Peter was hovering in the doorway.

 

‘Come on, let’s go.’

 

She followed him into the night. It had stopped raining. Hurrying to keep up with him, she splashed straight through the car-park puddles, getting her school shoes wet. They reached the tram. Its red and cream paintwork shone from the recent rain-washing; its blunt nose faced towards Karori and the city; its sign above the front window read Newtown Depot. Through the open front door she could see Jack watching her closely.

 

‘You’re still here, Jack? That’s good of you.’ Peter and Jack laughed like conspirators. Lizzie could hear a new tone in Peter’s voice, almost triumphant, as if he’d won the hurdles. Jack nudged him as he jumped nimbly aboard and brushed past the driver. He was grinning.

 

‘About time, Pete my boy. I was going to go without you.’

 

‘You wouldn’t do that. You’re not allowed to.’

 

‘Don’t you believe it. I’ve driven without a conductor before and I’ll do it again if I have to.’

 

Peter turned to Lizzie, hanging uncomfortably back from the tram’s lights. ‘You want to come back in the tram as far as your street? No charge, of course.’

 

‘Yes, please.’ She didn’t want to be parted from Peter now, not for a minute and dreaded the moment when she would have to get down off the tram and say goodnight.

 

‘Climb aboard then.’

 

She pulled herself up the steep, high iron step, trod carefully along the grooved wood floor, slippery from the rain, and perched uncomfortably on her usual wooden slatted seat. But this time Peter didn’t come back to sit beside her. Instead, he was talking animatedly to Jack, stopping frequently to roar with laughter. Lizzie couldn’t see what was so funny. She didn’t feel at all like laughing. She wanted to be cuddled, to be told everything would be all right. She shivered. Jack usually left both front and back doors of the tram wide open, even at this time of year. She hadn’t noticed until now, though, just how the wind whistled through.

 

She shivered from the cold and from fear. Fear of consequences. Would Peter lose interest in her now, like Julia had said? Would he try to avoid her next time she caught the tram? And why was he ignoring her now and cracking jokes with Jack instead? And why was she bleeding? Her period wasn’t due for another two weeks.

 

Julia would know. Julia knew everything. Well almost everything. Julia had brought that book to school:
You and Your Body
it was called, with page after page of line drawings of girls with small breasts – not at all like hers, which only just fitted into her new Maidenform bra her mother had been so embarrassing about in the middle of Kirkaldies’ ladies fashions.

 

‘My daughter is growing so fast, she needs a new brassiere again,’ she’d said to the saleswoman.

 

Lizzie had cringed, wishing she’d stayed in the shoe department trying on those baby louis heels.
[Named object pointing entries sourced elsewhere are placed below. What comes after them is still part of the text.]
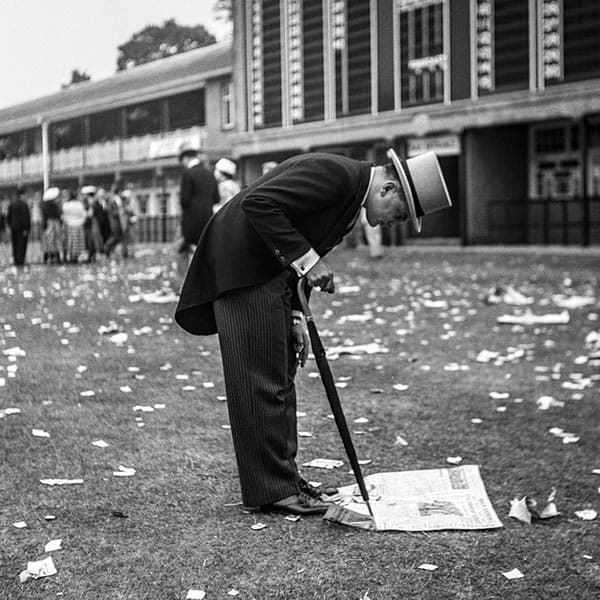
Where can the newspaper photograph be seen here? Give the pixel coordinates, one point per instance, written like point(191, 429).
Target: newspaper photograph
point(424, 500)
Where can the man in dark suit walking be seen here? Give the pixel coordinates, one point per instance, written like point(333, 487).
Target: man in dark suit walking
point(241, 284)
point(18, 219)
point(199, 191)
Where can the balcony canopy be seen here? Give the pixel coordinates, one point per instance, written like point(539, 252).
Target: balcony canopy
point(159, 78)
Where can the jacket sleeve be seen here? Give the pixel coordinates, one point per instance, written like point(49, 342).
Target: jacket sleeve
point(305, 188)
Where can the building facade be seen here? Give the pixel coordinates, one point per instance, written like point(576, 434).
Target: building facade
point(507, 92)
point(128, 126)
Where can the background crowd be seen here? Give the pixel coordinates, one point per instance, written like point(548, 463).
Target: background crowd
point(77, 225)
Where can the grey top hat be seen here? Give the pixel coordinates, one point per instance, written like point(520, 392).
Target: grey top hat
point(423, 185)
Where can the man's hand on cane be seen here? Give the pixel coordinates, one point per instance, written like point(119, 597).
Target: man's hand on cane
point(321, 276)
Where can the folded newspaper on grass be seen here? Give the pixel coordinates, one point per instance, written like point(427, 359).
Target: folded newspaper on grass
point(418, 501)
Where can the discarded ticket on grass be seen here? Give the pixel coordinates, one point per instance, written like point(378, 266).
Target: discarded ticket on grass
point(418, 501)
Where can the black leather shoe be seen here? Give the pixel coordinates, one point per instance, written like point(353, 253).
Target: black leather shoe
point(298, 504)
point(314, 492)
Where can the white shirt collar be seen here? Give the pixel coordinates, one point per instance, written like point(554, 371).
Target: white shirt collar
point(364, 200)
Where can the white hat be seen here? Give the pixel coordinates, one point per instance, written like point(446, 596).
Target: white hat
point(226, 166)
point(186, 148)
point(51, 193)
point(423, 185)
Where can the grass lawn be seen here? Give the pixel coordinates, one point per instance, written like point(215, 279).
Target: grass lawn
point(175, 525)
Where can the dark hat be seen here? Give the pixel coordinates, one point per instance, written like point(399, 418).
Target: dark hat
point(423, 185)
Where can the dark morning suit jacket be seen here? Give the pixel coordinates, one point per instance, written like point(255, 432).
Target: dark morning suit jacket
point(306, 201)
point(198, 193)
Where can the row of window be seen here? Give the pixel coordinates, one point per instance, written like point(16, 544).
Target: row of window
point(335, 50)
point(180, 111)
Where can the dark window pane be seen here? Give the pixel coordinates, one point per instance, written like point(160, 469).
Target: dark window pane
point(67, 134)
point(143, 118)
point(187, 110)
point(104, 126)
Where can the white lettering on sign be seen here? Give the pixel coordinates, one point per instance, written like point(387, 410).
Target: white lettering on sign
point(442, 145)
point(551, 39)
point(485, 51)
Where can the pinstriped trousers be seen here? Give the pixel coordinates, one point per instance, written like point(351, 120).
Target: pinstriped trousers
point(254, 326)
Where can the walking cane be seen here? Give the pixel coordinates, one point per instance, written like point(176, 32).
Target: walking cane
point(332, 395)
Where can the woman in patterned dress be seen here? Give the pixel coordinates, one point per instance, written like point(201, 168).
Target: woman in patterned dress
point(74, 219)
point(52, 238)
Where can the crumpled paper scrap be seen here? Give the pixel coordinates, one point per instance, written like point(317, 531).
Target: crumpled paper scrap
point(547, 402)
point(37, 569)
point(513, 574)
point(324, 463)
point(508, 295)
point(588, 514)
point(530, 318)
point(61, 481)
point(526, 508)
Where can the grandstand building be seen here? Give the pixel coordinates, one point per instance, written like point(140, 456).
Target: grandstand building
point(129, 126)
point(507, 92)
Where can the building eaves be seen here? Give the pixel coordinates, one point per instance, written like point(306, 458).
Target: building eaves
point(160, 77)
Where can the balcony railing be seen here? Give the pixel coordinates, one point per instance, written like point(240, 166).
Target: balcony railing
point(104, 154)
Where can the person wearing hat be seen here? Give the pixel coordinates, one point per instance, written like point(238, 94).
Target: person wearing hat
point(225, 171)
point(241, 284)
point(52, 237)
point(91, 226)
point(198, 193)
point(18, 219)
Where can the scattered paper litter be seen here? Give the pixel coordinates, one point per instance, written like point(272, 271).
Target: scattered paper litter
point(124, 472)
point(61, 481)
point(425, 500)
point(508, 295)
point(4, 412)
point(119, 338)
point(547, 402)
point(38, 569)
point(529, 318)
point(525, 509)
point(53, 545)
point(513, 574)
point(324, 463)
point(14, 351)
point(357, 350)
point(39, 433)
point(400, 387)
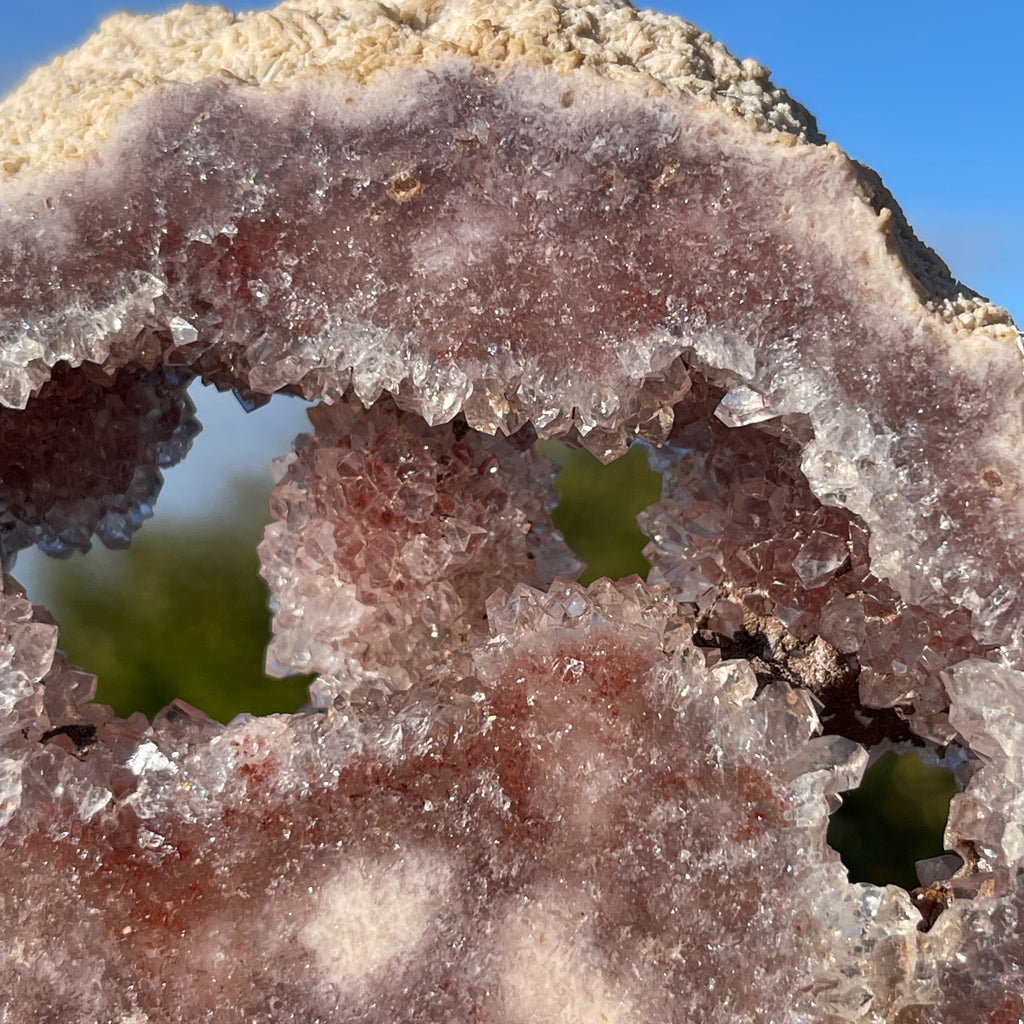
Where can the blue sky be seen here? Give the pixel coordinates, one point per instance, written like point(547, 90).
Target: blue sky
point(926, 92)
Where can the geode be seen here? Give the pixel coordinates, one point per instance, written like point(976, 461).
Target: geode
point(462, 226)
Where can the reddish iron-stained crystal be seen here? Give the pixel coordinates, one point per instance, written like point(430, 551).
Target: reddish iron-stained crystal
point(463, 225)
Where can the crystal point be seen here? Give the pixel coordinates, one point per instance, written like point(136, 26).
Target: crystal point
point(461, 226)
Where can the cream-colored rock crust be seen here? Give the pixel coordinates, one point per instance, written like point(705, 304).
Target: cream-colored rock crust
point(70, 107)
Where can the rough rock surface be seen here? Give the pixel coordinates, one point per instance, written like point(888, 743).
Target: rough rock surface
point(516, 800)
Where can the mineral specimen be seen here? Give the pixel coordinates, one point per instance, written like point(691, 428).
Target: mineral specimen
point(463, 225)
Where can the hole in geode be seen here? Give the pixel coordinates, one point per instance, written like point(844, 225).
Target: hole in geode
point(893, 819)
point(598, 508)
point(182, 611)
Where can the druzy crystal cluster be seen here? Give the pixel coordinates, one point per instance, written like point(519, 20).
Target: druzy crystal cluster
point(462, 226)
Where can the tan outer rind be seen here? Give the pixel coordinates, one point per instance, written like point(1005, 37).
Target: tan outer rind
point(67, 110)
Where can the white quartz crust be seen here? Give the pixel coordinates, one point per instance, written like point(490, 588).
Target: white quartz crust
point(520, 800)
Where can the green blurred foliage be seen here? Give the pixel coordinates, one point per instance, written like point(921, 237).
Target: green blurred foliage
point(181, 613)
point(895, 816)
point(598, 508)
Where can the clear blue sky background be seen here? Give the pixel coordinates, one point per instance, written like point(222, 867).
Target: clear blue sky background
point(926, 92)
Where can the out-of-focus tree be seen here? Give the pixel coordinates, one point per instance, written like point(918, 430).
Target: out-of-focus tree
point(181, 613)
point(598, 509)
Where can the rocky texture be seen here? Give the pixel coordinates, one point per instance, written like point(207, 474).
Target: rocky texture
point(520, 800)
point(390, 538)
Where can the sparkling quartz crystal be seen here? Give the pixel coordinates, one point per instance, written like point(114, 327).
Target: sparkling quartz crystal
point(464, 225)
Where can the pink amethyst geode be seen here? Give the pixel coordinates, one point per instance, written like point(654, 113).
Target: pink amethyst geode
point(462, 226)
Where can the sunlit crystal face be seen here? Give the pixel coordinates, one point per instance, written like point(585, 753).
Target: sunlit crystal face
point(582, 804)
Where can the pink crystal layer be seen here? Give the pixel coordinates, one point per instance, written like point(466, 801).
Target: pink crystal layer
point(582, 804)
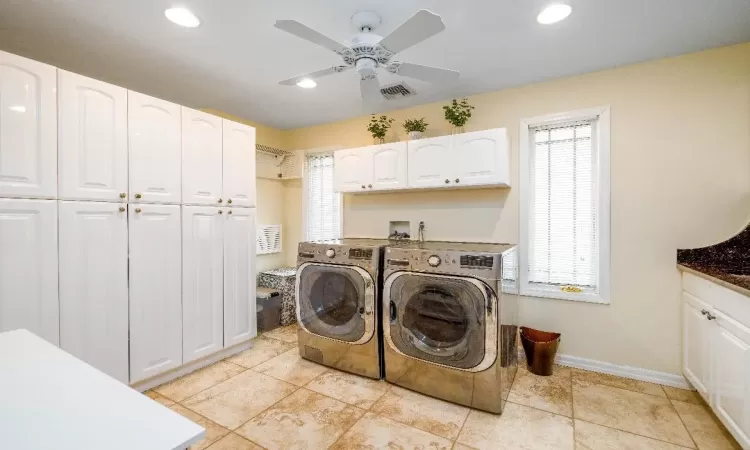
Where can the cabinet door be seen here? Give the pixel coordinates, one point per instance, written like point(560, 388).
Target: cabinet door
point(155, 290)
point(731, 376)
point(93, 139)
point(481, 158)
point(695, 343)
point(201, 158)
point(389, 166)
point(239, 164)
point(28, 128)
point(155, 149)
point(352, 169)
point(239, 276)
point(94, 285)
point(202, 281)
point(28, 267)
point(430, 162)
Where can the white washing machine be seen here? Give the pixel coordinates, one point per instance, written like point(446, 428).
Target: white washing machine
point(338, 304)
point(450, 321)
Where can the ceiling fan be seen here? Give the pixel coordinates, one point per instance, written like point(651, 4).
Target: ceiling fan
point(369, 51)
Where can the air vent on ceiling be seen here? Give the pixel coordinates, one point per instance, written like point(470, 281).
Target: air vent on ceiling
point(396, 91)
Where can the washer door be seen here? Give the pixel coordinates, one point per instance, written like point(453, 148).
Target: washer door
point(445, 320)
point(336, 302)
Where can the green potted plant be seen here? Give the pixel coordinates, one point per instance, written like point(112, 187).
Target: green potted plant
point(378, 127)
point(457, 114)
point(415, 127)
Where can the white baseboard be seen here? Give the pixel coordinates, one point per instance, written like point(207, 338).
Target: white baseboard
point(192, 366)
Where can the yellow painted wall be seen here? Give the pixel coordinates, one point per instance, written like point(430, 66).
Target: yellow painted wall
point(680, 178)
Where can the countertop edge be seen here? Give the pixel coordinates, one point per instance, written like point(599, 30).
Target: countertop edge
point(726, 284)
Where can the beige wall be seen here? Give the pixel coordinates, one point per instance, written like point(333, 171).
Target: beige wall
point(680, 178)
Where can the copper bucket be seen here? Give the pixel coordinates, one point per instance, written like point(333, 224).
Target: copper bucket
point(540, 348)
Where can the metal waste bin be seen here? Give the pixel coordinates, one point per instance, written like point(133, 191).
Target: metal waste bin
point(268, 303)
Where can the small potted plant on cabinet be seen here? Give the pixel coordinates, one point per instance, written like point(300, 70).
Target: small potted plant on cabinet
point(378, 127)
point(415, 127)
point(457, 114)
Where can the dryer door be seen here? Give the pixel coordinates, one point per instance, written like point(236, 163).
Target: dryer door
point(336, 302)
point(446, 320)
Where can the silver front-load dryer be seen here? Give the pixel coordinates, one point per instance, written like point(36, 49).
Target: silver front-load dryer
point(450, 321)
point(338, 304)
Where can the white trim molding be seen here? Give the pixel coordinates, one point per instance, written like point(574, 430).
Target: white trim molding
point(601, 135)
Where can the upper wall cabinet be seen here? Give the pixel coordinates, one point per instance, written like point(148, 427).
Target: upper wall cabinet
point(28, 128)
point(239, 164)
point(93, 141)
point(201, 158)
point(155, 149)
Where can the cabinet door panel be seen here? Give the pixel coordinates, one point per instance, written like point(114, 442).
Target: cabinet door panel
point(239, 164)
point(28, 128)
point(696, 336)
point(93, 141)
point(731, 376)
point(239, 276)
point(155, 290)
point(352, 169)
point(430, 162)
point(202, 281)
point(94, 285)
point(155, 149)
point(389, 168)
point(201, 157)
point(481, 158)
point(28, 267)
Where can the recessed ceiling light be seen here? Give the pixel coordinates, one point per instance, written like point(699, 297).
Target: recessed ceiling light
point(553, 14)
point(182, 17)
point(307, 83)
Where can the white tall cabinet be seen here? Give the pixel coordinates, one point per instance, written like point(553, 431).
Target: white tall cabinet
point(28, 128)
point(28, 267)
point(94, 284)
point(155, 289)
It was bad enough having the biggest-size bra in the class without having to go another size up.

 

The girls in
You and Your Body
didn’t have to worry about getting an outsized bra. Their chests had two firm little semi-circles with neat dots for nipples, and they didn’t have any unsightly hair between their legs like hers. She and Julia had giggled over that – over how unrealistic the pictures were.

 

‘They don’t look like us at all,’ Julia said.

 

‘I wish I was that slim.’ Lizzie held up the picture.

 

‘You are.’

 

‘Not like that.’ She pointed to the tiny semi-circles.

 

‘You’re lucky.’ Julia looked down at her emerging bumps. ‘Boys like them big like yours.’

 

Julia always knew that sort of thing.

 

Julia had said that once you’d done it, once you’d gone all the way, they didn’t want to know you. Was that true? She stared at him, scared. She couldn’t believe he wouldn’t want to see her again now they were so close, now she’d done what he wanted of her.

 

Lizzie looked out the tram window at the wet street glistening under the street lamps. If only she knew as much as Julia. Would she have gone all the way with Peter? She doubted it somehow. Julia was good at talking about daring things like going all the way, but she lacked the daring to do it.